2. **Validation Phase**:
   - Evaluates the model on the validation dataset without updating parameters.
   - Tracks the average validation loss for the epoch.

3. **Logs Losses**:
   - Displays training and validation losses for each epoch.

This structure ensures that the model is both trained and validated in each epoch, with clear logging to monitor performance over time.

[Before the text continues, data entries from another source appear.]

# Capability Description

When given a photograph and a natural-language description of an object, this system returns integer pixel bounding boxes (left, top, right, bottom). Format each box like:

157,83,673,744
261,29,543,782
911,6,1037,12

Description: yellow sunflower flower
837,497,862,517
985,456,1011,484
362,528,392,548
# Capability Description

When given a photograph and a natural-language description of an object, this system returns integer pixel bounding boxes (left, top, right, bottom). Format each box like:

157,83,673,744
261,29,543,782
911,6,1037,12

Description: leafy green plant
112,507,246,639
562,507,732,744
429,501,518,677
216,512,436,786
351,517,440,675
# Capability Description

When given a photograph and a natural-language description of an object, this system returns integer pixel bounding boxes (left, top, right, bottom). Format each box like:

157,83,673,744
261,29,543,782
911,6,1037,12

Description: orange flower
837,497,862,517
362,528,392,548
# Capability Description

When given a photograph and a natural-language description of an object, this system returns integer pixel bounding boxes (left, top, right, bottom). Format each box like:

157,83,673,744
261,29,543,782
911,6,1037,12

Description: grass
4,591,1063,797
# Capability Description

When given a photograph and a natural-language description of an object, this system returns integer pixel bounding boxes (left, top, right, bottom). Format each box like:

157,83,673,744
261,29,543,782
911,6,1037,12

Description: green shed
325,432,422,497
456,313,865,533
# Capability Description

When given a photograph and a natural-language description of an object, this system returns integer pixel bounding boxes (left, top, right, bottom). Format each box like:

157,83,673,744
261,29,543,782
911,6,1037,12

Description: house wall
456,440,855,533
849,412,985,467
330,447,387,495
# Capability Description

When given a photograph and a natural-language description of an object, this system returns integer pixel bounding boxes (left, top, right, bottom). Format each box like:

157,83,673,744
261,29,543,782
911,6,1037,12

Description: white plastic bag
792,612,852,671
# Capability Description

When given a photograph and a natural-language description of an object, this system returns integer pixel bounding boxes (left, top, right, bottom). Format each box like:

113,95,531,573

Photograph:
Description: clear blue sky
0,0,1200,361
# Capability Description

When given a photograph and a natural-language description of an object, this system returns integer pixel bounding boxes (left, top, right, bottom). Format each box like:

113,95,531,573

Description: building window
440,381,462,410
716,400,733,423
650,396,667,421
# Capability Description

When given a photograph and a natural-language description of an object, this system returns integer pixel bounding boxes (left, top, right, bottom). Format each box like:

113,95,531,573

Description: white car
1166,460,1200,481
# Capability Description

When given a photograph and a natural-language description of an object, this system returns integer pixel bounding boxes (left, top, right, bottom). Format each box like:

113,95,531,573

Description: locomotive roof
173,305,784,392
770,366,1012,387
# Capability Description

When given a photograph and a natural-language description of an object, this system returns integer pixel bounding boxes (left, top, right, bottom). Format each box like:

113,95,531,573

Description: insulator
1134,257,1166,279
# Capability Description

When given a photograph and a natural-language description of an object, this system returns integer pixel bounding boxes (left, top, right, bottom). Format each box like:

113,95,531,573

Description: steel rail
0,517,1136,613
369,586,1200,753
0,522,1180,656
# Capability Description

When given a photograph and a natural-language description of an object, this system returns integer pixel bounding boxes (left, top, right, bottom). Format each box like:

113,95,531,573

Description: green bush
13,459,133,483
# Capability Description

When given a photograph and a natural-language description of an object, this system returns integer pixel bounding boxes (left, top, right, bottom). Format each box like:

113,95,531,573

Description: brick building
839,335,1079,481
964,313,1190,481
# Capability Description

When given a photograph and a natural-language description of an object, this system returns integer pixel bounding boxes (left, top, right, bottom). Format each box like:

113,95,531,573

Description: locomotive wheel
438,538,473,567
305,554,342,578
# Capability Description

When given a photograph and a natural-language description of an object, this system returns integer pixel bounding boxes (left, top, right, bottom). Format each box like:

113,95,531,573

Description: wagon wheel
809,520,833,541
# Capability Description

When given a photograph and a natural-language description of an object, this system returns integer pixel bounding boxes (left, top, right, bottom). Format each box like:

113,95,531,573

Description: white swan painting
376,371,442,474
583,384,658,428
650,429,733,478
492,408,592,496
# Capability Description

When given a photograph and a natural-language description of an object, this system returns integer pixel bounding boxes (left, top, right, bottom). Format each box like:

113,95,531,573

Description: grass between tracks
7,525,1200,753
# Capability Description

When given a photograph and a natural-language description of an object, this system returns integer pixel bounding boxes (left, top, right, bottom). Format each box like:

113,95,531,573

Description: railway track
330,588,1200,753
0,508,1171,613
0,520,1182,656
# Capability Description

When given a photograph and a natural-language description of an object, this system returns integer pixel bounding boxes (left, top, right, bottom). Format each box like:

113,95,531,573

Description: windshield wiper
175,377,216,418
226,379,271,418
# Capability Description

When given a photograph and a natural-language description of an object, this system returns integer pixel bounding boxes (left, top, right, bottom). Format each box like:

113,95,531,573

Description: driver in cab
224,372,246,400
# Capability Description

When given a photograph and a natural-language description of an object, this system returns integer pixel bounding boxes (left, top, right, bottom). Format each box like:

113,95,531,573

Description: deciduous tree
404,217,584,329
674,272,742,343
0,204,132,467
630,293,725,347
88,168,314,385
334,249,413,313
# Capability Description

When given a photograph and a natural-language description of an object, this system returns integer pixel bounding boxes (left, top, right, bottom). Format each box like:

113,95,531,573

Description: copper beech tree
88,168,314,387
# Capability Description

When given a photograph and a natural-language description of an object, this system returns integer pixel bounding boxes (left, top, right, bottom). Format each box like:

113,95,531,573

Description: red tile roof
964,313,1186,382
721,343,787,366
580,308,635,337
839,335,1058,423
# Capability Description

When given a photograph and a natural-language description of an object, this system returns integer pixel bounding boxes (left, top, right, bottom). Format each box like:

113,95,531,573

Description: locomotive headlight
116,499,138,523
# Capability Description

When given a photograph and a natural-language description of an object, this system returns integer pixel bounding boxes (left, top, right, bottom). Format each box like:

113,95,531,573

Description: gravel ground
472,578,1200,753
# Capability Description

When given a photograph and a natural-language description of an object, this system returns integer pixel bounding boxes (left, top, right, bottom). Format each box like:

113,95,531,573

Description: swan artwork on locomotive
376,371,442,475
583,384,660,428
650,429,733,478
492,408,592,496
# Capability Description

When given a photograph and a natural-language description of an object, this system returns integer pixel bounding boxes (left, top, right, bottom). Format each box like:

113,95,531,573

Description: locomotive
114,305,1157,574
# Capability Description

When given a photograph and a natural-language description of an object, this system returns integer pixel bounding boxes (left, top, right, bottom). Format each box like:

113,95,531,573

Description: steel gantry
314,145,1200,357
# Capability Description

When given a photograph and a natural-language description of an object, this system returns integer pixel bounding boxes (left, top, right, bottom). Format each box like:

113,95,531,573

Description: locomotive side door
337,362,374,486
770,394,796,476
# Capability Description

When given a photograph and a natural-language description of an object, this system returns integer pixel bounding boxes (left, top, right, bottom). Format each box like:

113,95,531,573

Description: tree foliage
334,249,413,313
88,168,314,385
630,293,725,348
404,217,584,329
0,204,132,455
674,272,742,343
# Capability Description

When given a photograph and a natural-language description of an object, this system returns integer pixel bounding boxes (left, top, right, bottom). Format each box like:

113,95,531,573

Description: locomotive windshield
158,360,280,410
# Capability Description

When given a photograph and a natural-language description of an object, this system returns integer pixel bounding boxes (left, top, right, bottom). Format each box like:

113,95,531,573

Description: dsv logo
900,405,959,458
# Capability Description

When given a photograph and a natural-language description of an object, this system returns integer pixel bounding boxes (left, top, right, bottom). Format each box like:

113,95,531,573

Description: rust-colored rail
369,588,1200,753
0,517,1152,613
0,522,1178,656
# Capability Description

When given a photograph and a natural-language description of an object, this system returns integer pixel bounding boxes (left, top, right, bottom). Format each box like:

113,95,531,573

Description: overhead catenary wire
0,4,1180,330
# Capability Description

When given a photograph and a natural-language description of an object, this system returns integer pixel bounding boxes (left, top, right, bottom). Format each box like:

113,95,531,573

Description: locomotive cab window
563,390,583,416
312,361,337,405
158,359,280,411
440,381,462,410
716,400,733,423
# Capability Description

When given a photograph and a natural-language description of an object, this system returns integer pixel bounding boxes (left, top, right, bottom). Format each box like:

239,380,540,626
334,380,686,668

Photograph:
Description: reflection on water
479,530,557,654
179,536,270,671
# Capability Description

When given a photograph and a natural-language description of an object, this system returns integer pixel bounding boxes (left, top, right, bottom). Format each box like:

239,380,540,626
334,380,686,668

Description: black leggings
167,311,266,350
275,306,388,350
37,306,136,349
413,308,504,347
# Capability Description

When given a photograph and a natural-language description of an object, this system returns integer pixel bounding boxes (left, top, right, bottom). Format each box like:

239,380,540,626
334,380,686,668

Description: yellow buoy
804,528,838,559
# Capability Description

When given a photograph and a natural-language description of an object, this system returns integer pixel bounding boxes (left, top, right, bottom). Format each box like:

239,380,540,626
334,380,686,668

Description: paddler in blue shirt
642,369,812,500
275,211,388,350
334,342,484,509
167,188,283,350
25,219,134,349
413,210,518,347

## Visualizing Training and Validation Performance

In [None]:
# Visualization example
plt.plot(train_losses, label="Training Loss")
plt.plot(val_losses, label="Validation Loss")
plt.xlabel("Epochs")
plt.ylabel("Loss")
plt.legend()
plt.title("Training and Validation Loss")
plt.show()

## Evaluating the Model

In [None]:
def evaluate_model(model, test_loader):
    model.eval()  # Set to evaluation mode
    correct = 0
    total = 0
    with torch.no_grad():
        for images, labels in test_loader:
            outputs = model(images)
            _, predicted = torch.max(outputs, 1)
            total += labels.size(0)
            correct += (predicted == labels).sum().item()
    print(f"Accuracy: {100 * correct / total:.2f}%")

In [None]:
evaluate_model(model, test_loader)

## Saving and Loading the Model

In [None]:
# Save the model
torch.save(model.state_dict(), "mnist_model.pth")

In [None]:
# Load the model
loaded_model = NeuralNetwork()
loaded_model.load_state_dict(torch.load("mnist_model.pth"))

## Making Predictions

In [None]:
# Make predictions
model.eval()
sample_image, sample_label = test_dataset[0]
with torch.no_grad():
    output = model(sample_image.unsqueeze(0))
    _, prediction = torch.max(output, 1)
print(f"True Label: {sample_label}, Predicted Label: {prediction.item()}")

### **Advantages of Neural Networks**
- Can model complex relationships in data.
- Generalize well with sufficient training and regularization.
- Widely applicable to diverse fields such as image recognition, speech processing, and medical diagnostics.

### **Limitations of Neural Networks**
- Requires a large amount of data and computational resources.
- Training can be time-intensive.
- Prone to overfitting if not properly regularized.

In summary, neural networks are powerful tools for solving complex problems, with their success attributed to their ability to learn hierarchical representations of data. When designed and trained effectively, they can achieve remarkable performance across various tasks.